Your employer’s tracking software is quietly feeding your private data to Google, Microsoft and Meta, study finds

The app your employer uses to track attendance, productivity or work hours could also be sending your data to tech giants like Google, Meta and Microsoft. A new study has found that these workplace monitoring apps, often referred to as “bossware”, are also sharing employee data with digital advertising platforms and data brokers.

The research, conducted by researchers from Columbia Law School, Northeastern University, Vanderbilt University and University of California, Berkeley, examined nine widely used “bossware” platforms, including Hubstaff, Time Doctor and Deputy. These apps allow employers to track employee activity such as work hours, screenshots, keyboard and mouse usage, location data, app activity and other productivity metrics.

“The striking piece of this study is that every single platform, nine of nine bossware companies, shared worker data with outside companies,” Stephanie Nguyen told The Verge

What data were bossware apps sharing?

Researchers created worker and manager accounts on these services and then went on to analyse how data moved through these apps.

They found that all nine workplace apps shared personal worker data like names, email addresses and company details with third parties.

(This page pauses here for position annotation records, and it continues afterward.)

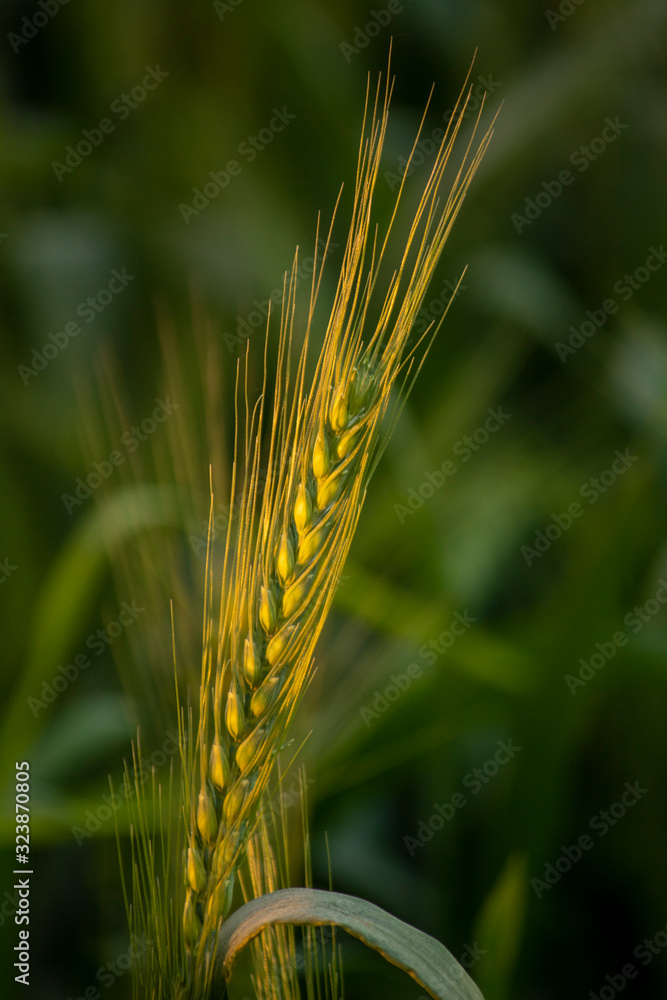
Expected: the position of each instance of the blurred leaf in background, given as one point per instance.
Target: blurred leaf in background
(159, 164)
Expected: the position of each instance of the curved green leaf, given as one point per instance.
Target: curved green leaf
(421, 956)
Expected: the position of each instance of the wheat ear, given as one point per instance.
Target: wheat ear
(285, 560)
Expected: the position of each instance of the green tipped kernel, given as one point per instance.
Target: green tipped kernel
(220, 901)
(321, 458)
(267, 609)
(311, 543)
(191, 922)
(338, 410)
(329, 489)
(278, 644)
(303, 509)
(295, 595)
(234, 714)
(195, 870)
(247, 750)
(284, 559)
(264, 697)
(346, 442)
(219, 766)
(252, 666)
(207, 820)
(234, 800)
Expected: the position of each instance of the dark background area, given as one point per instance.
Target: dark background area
(559, 325)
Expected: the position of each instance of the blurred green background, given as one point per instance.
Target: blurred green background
(559, 328)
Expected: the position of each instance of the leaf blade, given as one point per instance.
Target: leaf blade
(423, 957)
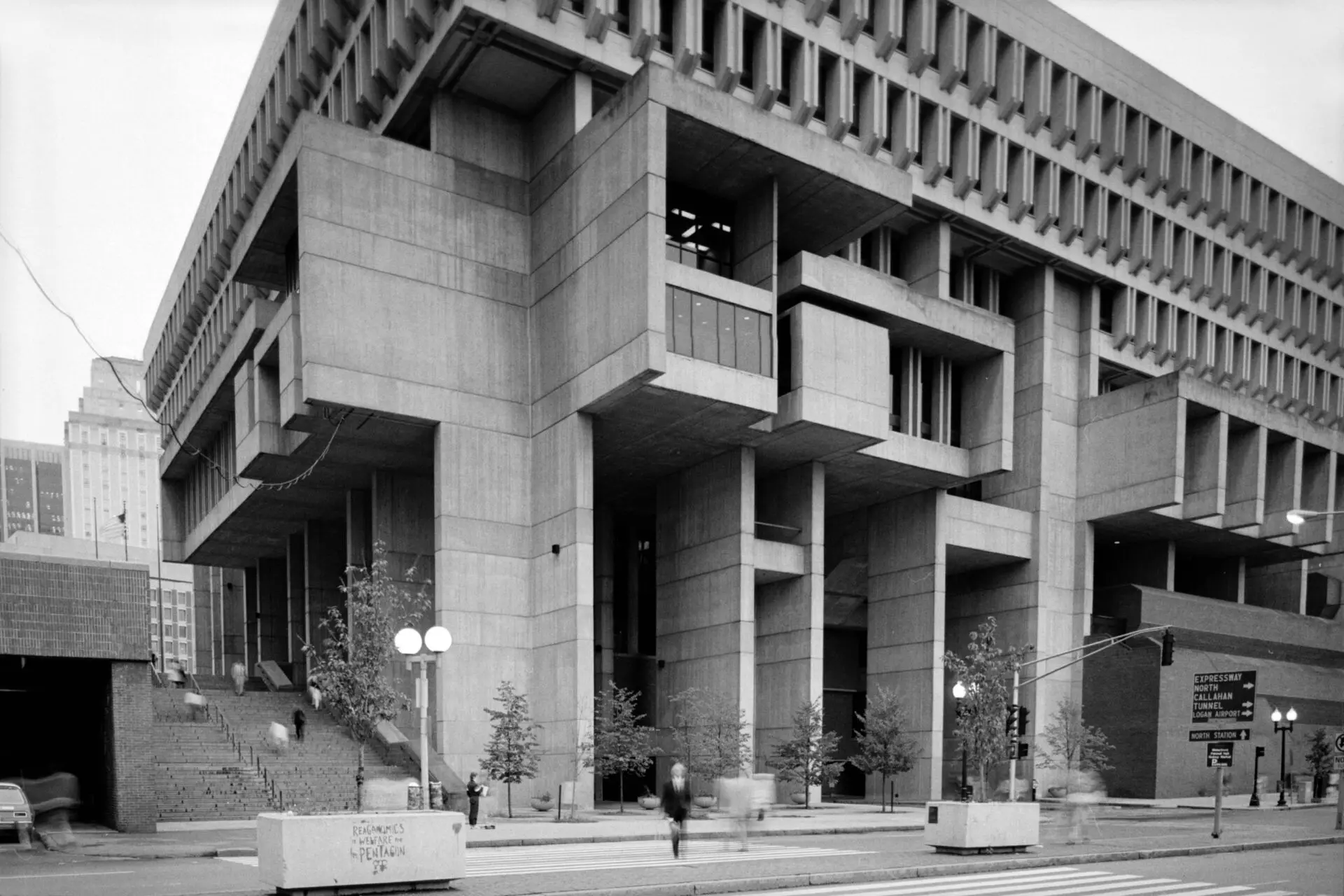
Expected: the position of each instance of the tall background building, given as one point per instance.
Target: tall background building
(113, 454)
(33, 488)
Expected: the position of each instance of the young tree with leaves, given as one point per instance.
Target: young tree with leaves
(808, 755)
(356, 650)
(986, 672)
(710, 734)
(620, 745)
(514, 750)
(1073, 746)
(885, 746)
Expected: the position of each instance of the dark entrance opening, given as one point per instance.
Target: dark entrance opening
(54, 713)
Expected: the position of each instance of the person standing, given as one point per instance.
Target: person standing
(676, 805)
(473, 798)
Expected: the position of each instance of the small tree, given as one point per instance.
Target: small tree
(358, 648)
(620, 743)
(514, 750)
(1319, 760)
(885, 746)
(1073, 746)
(984, 713)
(808, 754)
(710, 734)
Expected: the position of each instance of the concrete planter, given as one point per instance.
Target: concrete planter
(974, 828)
(385, 849)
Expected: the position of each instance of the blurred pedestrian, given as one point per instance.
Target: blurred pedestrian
(676, 805)
(473, 798)
(1085, 792)
(736, 798)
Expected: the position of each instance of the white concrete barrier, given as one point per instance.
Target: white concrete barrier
(307, 852)
(958, 827)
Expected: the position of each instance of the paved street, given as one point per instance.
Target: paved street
(867, 864)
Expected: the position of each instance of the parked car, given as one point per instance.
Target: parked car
(15, 812)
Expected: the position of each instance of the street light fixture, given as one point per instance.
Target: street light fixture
(1297, 516)
(1282, 747)
(958, 692)
(407, 643)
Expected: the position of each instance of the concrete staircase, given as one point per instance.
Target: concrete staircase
(200, 776)
(314, 776)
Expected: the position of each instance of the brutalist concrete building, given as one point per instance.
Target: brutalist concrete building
(764, 347)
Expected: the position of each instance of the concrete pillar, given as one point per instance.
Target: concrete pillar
(906, 626)
(604, 617)
(706, 582)
(790, 614)
(562, 598)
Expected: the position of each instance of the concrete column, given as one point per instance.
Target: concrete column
(706, 582)
(790, 614)
(604, 615)
(482, 548)
(906, 626)
(562, 598)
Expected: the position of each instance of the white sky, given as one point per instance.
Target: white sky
(112, 113)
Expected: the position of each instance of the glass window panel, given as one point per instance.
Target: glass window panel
(682, 327)
(727, 347)
(748, 333)
(766, 347)
(705, 328)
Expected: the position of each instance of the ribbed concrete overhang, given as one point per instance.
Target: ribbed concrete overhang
(828, 194)
(1215, 470)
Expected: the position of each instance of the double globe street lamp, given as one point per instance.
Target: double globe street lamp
(437, 641)
(1282, 747)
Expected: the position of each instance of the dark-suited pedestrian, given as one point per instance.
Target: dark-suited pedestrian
(676, 805)
(473, 798)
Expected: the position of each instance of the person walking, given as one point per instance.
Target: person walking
(676, 805)
(473, 798)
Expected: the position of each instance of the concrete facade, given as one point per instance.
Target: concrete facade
(679, 343)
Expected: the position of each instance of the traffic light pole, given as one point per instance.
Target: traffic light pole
(1016, 684)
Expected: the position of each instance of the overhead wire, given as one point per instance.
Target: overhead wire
(172, 431)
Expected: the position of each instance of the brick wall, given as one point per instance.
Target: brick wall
(130, 748)
(73, 608)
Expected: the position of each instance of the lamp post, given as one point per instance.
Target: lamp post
(958, 692)
(409, 644)
(1282, 747)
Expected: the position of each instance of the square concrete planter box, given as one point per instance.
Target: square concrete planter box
(350, 852)
(972, 828)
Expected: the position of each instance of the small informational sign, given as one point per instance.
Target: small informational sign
(1219, 734)
(1225, 696)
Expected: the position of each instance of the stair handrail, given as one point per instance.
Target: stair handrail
(255, 758)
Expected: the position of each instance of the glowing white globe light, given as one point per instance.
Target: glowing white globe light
(438, 640)
(407, 641)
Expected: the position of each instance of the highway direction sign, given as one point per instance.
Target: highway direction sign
(1221, 734)
(1225, 696)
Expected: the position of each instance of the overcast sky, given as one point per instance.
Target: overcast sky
(112, 113)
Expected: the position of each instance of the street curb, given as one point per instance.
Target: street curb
(713, 834)
(879, 875)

The researchers found 121 instances where worker data was shared with external companies including Facebook, Google, Microsoft and AppLovin.

The researchers also found that these apps transmitted sensitive details like IP addresses, device information and websites visited to 145 third-party companies, which include Facebook, Google, LinkedIn, Bing and Yandex.

“Bossware platforms have adopted the same business model as much of the consumer internet: collect as much data as possible, retain it indefinitely, and repurpose it in ways workers neither expect nor meaningfully consent to,” the researchers warn.

They also note that these companies subsequently monetise employee data by taking note of details like when an app is used or what network a device is connected to in order to make further inferences about an employee’s habits, engagement or intent to look for another job.

The report also found that a third of the tested workplace monitoring platforms had the ability to track workers’ precise location even when the app was running in the background or potentially when the worker was off the clock.

Researchers note that the workplace should not become another frontier for “unchecked surveillance and data extraction.”

“Banning the sharing and selling of workplace data now is critical to avoid locking in practices that undermine worker privacy, autonomy and economic security,” the report notes.

“Workers typically lack the ability to meaningfully refuse surveillance, to switch employers, or to stop using an employer-issued surveillance platform without risking their jobs and livelihoods.”